The method, which uses graph convolutional neural networks (gCNNs), may also reveal new insights into the relationship between brain morphology and different cognitive functions as well as the decline of brain function.
“When we apply the rich capabilities of CNNs to graph representation of the brain, we can explore the brain as an image in a previously unexplored way,” said S. Kathleen Bandt, MD, assistant professor of Neurological Surgery and a co-author of the study.
Understanding how the relationship between brain structure and cognitive function changes throughout the life course has remained elusive. However, previous work suggests that fluid intelligence — the ability to problem solve and think and reason abstractly — depends heavily on two regions of the brain: the prefrontal cortex and parietal cortex, both of which are involved in decision-making and sensory perception, among other functions.
Furthermore, investigating the association between brain structure and cognitive function may provide additional information about brain maturation and aging, as well as the physiological causes of cognitive impairment.
In the current study, the investigators developed novel gCNNs, a specialized deep learning model that extracts distinct morphological features such as cortical thickness and subcortical structure from converted brain MRI scans to predict fluid intelligence.
“We are reducing the brain to its surfaces only, meaning that we are able to capture information not only about folding patterns, but also about curvature and relationships between surfaces across tens of thousands of nodes including the outer cortical surface, the inner cortical surface and the surface of seven subcortical brain structures,” Bandt said.

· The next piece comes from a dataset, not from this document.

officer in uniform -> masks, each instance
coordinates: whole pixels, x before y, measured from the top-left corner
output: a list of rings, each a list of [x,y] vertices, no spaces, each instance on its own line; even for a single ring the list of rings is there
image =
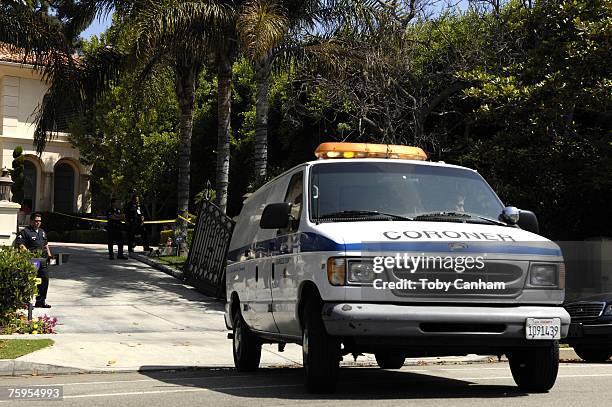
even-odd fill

Using their novel gCNNs, the scientists extracted morphologic information of cortical ribbons and subcortical structures from two large MRI datasets involving patients from different age groups.
Using this approach, the investigators were able to demonstrate that their model significantly outperformed other similar state-of-the-art methods and that using a combination of cortical and subcortical structures provided the most accurate predictions.
“Prior work investigating the neuroanatomic substrate of fluid intelligence has identified associations between widespread cortical areas, but relatively few relationships have been reported with subcortical structures. Our study added to these studies by identifying involvement of the bilateral NAc, hippocampus in the prediction of fluid intelligence, which have been linked to the aspects of cognitive science such as reward processing in judgment and decision-making as well as emotion regulation,” said Yunan Wu, PhD, a graduate student in the McCormick School of Engineering’s Department of Electrical and Computer Engineering and lead author of the study.
Additionally, across both datasets, they found that structural features of the amygdala, hippocampus and nucleus accumbens (NAc), along with temporal, parietal and cingulate cortex, drove the fluid intelligence prediction.
According to the authors, their surface-based gCNNs offer the opportunity to map identified relationships between neurocognition and brain anatomy for myriad research purposes. The method also requires less training time and computations, making it more efficient to apply to other comprehensive datasets.
For example, another recent study led by Bandt used gCNN analysis for aging and dementia, finding that the pace of brain aging differs between healthy individuals and patients with dementia.
“We are now looking to see if similar cognitive measures can be predicted using this method as has been done in our work here on fluid intelligence, but also can we predict the onset of dementia and potentially prevent or delay it before it starts,” Bandt said.
Co-authors of the study include Pierre Besson, PhD, research assistant professor of Radiology, and Todd Parrish, PhD, professor of Radiology in the Division of Basic and Translational Radiology Research and of Physical Therapy and Human Movement Sciences.